Photo by Aviva Armour-Ostroff
Mask And Madness In Macbeth, inspired by William Shakespeare, directed by Michael Kelly (Shakespeare In Action/Workman Arts). At Joseph Workman Auditorium (1001 Queen West). To May 10, Friday-Saturday 8 pm. $25, stu $18. 416-703-4881. Rating: NN
Seeing parallels between the topsy-turvy world of Shakespeare's Macbeth and that of people receiving mental health care, director Michael Kelly creates a production using masks to tell the tale of ambitious Macbeth and his equally grasping lady.
What I saw, though, was more a clown show than a mask play -- and I don't mean that in a negative fashion, for I consider good clown a powerful theatrical style.

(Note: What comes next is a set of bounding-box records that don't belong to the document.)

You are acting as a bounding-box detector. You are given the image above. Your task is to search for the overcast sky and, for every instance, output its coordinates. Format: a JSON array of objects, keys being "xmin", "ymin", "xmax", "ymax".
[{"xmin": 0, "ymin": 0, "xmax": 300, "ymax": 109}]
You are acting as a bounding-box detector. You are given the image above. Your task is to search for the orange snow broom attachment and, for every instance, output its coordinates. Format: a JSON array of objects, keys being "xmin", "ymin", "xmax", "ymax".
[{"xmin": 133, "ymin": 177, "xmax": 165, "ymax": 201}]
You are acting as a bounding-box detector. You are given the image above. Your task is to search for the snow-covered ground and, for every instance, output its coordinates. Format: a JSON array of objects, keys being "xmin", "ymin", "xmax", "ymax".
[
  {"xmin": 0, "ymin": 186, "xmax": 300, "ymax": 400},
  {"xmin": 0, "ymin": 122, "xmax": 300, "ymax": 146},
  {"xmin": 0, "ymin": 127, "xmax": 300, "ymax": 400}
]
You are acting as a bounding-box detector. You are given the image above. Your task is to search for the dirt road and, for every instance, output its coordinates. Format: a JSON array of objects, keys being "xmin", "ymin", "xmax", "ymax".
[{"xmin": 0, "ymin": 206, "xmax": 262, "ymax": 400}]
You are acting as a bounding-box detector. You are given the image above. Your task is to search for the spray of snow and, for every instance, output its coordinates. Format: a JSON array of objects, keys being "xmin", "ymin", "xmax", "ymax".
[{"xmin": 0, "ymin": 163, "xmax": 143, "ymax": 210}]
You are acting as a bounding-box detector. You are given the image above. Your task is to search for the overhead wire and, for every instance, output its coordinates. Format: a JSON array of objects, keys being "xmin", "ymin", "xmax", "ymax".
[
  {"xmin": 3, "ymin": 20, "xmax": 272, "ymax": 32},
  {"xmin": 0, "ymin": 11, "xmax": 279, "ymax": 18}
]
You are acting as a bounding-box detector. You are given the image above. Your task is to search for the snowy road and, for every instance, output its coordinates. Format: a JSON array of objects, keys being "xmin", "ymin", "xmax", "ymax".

The concept works well enough: the increasing madness in Scotland brought on by Macbeth's murderous actions turns everything upside down, eventually dragging the Macbeths into the devastation they began.
The problem with the production is one of language and physical work. Some of the masks, designed by Melody Anderson (with Sonia Norris credited with mask direction), obscure and muffle the actors' voices. Even when the muffling isn't a problem, several performers speak the text flatly; after a while you tend to stop listening.
Because mask freezes a character's face in one position, the actor has to rely on her or his body to communicate emotions that go beyond those voiced. Kate Fenton visually suggests the sultriness and rapacious sexuality of Lady Macbeth, but is less successful with the text and the character's range of feelings.
Still, there is some strong work. As Macduff, Adam Seybold uses language and physicality to hold our attention.
And happily, Xuan Fraser's Macbeth draws us into the play whenever he's onstage. Making his points verbally and physically -- not just with his hands, but with his whole body -- this piggy-masked Macbeth is a buffoon with a touch of the braggart Falstaff, another of the Bard's great creations. Fraser makes the usually tragic Macbeth a blend of the comical and the dangerous. Who knew that Macbeth could blow a raspberry yet never fully lose his gravitas?
Director Kelly achieves some striking moments, too, in his staging of the final witches' scene and the final scenes for the two central figures, which has them tangled in parts of the set, unable to escape the destiny they've made for themselves.
In fact, there's much to admire in Glenn Davidson's set and lighting, which emphasize blood-red and midnight-black as the production's key colour (and emotional) scheme.